The June 13, 2013 amended IEP, accepted by Parent on June 26, 2013,[8] indicates the Student should have received 3×30 minutes/week speech and language services during the school year and 2×30 minutes/week during extended school year.  If Agawam failed to provide Student the agreed upon speech and language services at any time after June 26, 2013, those claims would be viable and not barred by the statute of limitations applicable to IDEA matters as the controlling date for the statute of limitation purposes is June 12, 2013.  Drawing all inferences in Parent’s favor, regardless of whether she is ultimately able to prove her allegations, I find that Parent has raised the plausibility of a viable claim, pursuant to Ashcroft v. Iqbal, 129 S. Ct. at 1949, for which relief can be granted under special education law (20 U.S.C. § 1400 et. seq. or M.G.L. 71B), or Section 504 (29 U.S.C. § 479).   Therefore, Ludlow’s Motion for Partial Dismissal is DENIED.

ORDER:

  1. Ludlow’s Partial Motion to Dismiss is DENIED.

By the Hearing Officer,

________________________________________

Rosa I. Figueroa

Dated: September 8, 2015

[1] The matter was originally assigned to Hearing Officer Ann Scannell and later administratively reassigned to Hearing Officer Rosa I. Figueroa on July 2, 2015.  All of the Orders and Rulings issued by the previous Hearing Officer stand (Ruling on Stay-put and Recusal Motion), and will not be subject to further administrative review.

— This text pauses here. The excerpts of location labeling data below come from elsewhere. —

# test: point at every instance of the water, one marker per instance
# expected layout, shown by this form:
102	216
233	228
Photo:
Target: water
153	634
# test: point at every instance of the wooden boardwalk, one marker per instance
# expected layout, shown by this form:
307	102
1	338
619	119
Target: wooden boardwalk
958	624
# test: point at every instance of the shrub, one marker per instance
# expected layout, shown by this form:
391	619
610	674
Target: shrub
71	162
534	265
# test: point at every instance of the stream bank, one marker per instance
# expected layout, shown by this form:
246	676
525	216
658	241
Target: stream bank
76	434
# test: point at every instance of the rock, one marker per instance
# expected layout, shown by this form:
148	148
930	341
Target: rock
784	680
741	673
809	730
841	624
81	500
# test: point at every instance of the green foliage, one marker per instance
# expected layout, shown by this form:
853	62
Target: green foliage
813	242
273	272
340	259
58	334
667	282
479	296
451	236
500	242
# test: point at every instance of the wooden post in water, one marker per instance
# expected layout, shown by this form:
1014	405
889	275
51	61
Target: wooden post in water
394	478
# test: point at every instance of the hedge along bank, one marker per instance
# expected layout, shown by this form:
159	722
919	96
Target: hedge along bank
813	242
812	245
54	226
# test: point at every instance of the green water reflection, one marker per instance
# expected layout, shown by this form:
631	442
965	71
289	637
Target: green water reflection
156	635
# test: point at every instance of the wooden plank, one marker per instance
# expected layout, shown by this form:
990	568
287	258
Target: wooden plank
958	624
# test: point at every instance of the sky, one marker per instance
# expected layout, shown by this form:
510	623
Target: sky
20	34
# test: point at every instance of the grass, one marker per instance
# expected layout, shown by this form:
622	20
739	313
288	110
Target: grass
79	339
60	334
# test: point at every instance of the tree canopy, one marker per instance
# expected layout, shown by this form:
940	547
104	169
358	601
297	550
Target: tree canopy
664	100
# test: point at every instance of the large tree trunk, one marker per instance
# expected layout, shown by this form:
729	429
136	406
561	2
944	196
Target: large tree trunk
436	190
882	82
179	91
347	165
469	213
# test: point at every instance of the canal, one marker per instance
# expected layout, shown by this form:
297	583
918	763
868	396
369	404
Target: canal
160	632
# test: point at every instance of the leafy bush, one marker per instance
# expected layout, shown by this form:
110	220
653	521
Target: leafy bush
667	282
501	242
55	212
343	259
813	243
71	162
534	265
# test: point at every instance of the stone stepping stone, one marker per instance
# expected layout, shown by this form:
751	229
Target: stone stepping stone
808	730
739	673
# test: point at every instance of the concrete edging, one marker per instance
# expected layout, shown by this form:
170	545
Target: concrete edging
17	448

[2] The parties disagree on the date the Student enrolled in Agawam. The Parent alleges the Student enrolled in Agawam January 2013, while Ludlow alleges the student enrolled in Agawam in March 2013.

[3] It is Ludlow’s position that despite Parent’s reservations, the May placement was appropriate for Student.

[4] Parent supplemented her Stay-put submission on June 17, 2015.

[5] There are two exceptions to the statute of limitations: 1) the local education agency misrepresented “that it had resolved a problem forming the basis of the complaint”; or, 2) the local educational agency withheld information required to be provided to the parent. 20 U.S.C. § 1415(f)(3)(D).

[6] See supra note 1, at 1 (noting the Parent disagrees with Student’s enrollment date at Agawam).

[7] The IEP was signed by the Parent on June 26, 2013, but makes repeated reference to the actual date of the IEP meeting as June 13, 2013.

[8] The record does not indicate whether the Parties had agreed to implement the speech and language services as of June 13, 2013, the date of the meeting or whether the speech and language services were to be implemented immediately following Parent’s acceptance of the IEP Amendment.  As such, I use the date of Parent’s acceptance of the IEP for purposes of this Ruling.